What Is Jambalaya?
A classic Creole and Cajun comfort dish
Jambalaya — even the name sounds like a party about to happen. And this big, easy, one-pot party dish from the Big Easy is full of flavor and doesn't require a ton of work. If you have a crowd to feed, and you don’t feel like doing a roast, then this might be just the dish to make.
This rice dish is reminiscent of Spanish paella in that its main flavoring component is oftentimes — you guessed it — sausage. Whereas paella takes on flavors of garlic and paprika with smoky chorizo, jambalaya takes on the heat of hot andouille, another type of pork sausage. But this isn’t a hard and fast rule — and that’s another trait this dish shares with paella — just about every cook has a slightly different version of it. In fact, that’s probably why there’s a jambalaya showdown every year in Gonzales, La., which proudly calls itself the "Jambalaya Capital of the World."

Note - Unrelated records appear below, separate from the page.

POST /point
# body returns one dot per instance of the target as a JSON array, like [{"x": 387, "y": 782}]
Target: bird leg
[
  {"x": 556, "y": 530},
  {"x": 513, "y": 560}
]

Typically, though, there will be onion, celery, green bell peppers (the "trinity" as Emeril Lagasse calls it), tomatoes, garlic, and just about any kind of meat or seafood nestled in the rice. Seasonings commonly include paprika, garlic powder, onion powder, cayenne, dried oregano, and dried thyme. Whatever you decide to put into your jambalaya though, the method generally remains the same — most people start by browning the meat, then sauté the vegetables and add the broth. Tomatoes, spices, and rice are added to the mix, and cooked over low heat until the rice becomes tender. Seafood or any other meats which cook quickly are added toward the end.
So don’t wait any longer. In fact, you can almost hear the trombones in the distance. And when the big parade comes, you’d better be ready to feed them or they’ll be hooting and hollering in your ear until you do.